Battaglia di Valencia
Rappresentazione della battaglia di Valencia

  • Luogo: Valencia
  • Data: 15 giugno 1094
  • Eserciti: Cristiani e Musulmani almoravidi
  • Esito: vittoria dei Cristiani

La storia di questa città è stata contraddistinta da innumerevoli scontri, lotte interne, schermaglie tra Musulmani e Cristiani, con gli uni a chiedere aiuto anche in Africa e gli altri a fondersi con contingenti dei primi per affrontare un nemico comune. Valencia nella sua storia finì persino in fiamme, distrutta dagli stessi abitanti, ben due volte. Una proprio in seguito alla morte di Rodrigo Diaz de Bivar (1), cinque anni dopo la fine della contesa che andrò a descrivere.

Per raggiungere la data prestabilita, luogo della vittoria de El Cid Campeador, bisogna fare un passo indietro, al 1081, crocevia di interscambi generazionali, religiosi e regali, di cui appunto Rodrigo ne era il punto focale.

Quest’ultimo venne esiliato dal regno di Castiglia, dal re Alfonso VI (2), quando El Cid era tra le file come alferez (3) dello stesso, a causa di una poco brillante manovra nella ritirata contro gli Arabi a Cabra (4) che costò la morte di molti affiliati, nonostante la vittoria finale.

Proprio questa rottura interna portò Rodrigo a stringere patti con Mori (5), Arabi, Saraceni e in genere Musulmani, offrendo i propri servigi a questi popoli, delineando un quadro a dir poco confusionario nella penisola iberica.

Si alleò con al-Muqtadir (6), il re di Saragozza, snodo importantissimo per le contese spagnole. Questo re-sultano, portò anche alla congiunzione, tramite protettorato ottenuto da Raimondo Berengario II (7), di tutte le province musulmane a sud ovest della Catalogna, sancendo così una violenta spaccatura nella penisola. Da una parte i Musulmani governati da al-Mutqadir prima e dal figlio al-Mu’tamin (8) poi stanziati nella parte sud ovest della Spagna, Musulmani e Almoravidi (9) con Alhay’ib (10) re di Lerida e Yusuf Ibn Tashfin (11) nella parte orientale e a nord il regno spagnolo di re Alfonso IV.
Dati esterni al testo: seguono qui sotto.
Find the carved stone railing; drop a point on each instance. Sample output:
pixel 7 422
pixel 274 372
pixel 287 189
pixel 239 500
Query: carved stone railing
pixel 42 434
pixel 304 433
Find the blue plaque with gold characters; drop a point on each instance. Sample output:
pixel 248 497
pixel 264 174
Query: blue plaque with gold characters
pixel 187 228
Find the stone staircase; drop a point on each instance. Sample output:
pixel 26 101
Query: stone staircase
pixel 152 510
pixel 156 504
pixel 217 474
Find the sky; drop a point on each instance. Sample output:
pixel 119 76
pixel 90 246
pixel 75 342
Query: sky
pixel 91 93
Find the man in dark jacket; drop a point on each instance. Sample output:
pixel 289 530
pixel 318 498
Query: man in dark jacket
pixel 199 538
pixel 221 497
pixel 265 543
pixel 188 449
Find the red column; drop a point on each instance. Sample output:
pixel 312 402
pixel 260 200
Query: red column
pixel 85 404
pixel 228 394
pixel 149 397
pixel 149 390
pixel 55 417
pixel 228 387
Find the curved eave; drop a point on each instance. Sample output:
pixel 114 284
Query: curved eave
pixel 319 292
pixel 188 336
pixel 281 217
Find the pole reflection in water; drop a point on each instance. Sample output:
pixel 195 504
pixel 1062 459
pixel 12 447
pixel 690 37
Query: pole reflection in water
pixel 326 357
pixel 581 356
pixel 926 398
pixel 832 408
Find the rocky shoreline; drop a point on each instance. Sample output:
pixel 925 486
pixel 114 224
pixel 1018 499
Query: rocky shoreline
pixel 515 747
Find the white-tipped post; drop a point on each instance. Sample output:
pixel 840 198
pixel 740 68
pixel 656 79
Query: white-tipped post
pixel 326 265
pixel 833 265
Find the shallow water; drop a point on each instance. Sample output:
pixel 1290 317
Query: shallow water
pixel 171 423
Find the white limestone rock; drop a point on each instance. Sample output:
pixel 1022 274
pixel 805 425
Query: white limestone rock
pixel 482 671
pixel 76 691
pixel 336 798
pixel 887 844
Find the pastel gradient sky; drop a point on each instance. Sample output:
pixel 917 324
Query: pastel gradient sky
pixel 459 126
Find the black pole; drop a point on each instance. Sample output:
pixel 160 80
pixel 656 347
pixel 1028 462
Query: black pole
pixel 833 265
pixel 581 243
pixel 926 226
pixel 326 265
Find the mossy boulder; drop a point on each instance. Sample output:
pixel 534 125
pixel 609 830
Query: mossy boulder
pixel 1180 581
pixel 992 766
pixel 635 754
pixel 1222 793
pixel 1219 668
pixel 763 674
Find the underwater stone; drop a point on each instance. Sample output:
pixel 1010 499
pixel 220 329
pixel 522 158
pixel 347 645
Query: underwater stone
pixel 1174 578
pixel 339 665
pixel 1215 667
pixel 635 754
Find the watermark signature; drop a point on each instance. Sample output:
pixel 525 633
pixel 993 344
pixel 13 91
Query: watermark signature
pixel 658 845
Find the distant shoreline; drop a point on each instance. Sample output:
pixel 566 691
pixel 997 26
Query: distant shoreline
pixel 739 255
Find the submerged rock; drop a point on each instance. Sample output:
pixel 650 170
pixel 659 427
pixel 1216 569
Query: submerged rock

Il quadro, per la battaglia imminente, si stava delineando e Rodrigo Diaz, in tutto questo, pedina fondamentale per l’egemonia di uno dei due popoli, rimaneva il protettore di al-Mutqadir e dal 1083 del figlio, il legittimo sovrano. Dalla parte del re di Saragozza e del suo ex alfiere, Raimondo Berengario II per gli aiuti pecuniari e Sancho Ramirez (12), sovrano di Navarra e Aragona, per quelli politici.

Alfonso IV dalla sua, vedeva profilarsi uno scenario a dir poco funesto.

Si arrivò quindi al 1093, quando a seguito di una sommossa popolare a favore degli Almoravidi, proprio a Valencia, il re di Saragozza perse la vita e costrinse El Cid a deviare nuovamente il suo percorso verso il ritorno tra le schiere spagnole e Alfonso VI.

Doveva però prima rientrare nelle grazie del re spagnolo e per farlo, l’unica soluzione era riconquistare quella Valencia, teatro del massacro del suo protetto. Fatto ciò, sarebbe potuto rientrare di diritto nei piani principali del bisbetico re.

Il cavaliere cristiano-islamico

Rodrigo Diaz de Bivar
Rodrigo Diaz de Bivar

Rodrigo Diaz era originario di un paesino della Castiglia vicino Burgos. Figlio di un nobile di basso rango Diego Lainez (13), cominciò subito la sua corsa alla notorietà e al mito, passando per le lotte tra sovrani spagnoli contraddistinte dal fresco crollo dell’Impero Omayyade (14) di Cordoba.

Nel 1064, sotto l’egida di Ferdinando di Castiglia (15), compì la sua prima importante missione a Graus, dove si mise in luce per il suo acume tattico e per il suo coraggio, andando direttamente nelle prime linee. La prima vittoria contro il re arabo di Saragozza venne attribuita a lui.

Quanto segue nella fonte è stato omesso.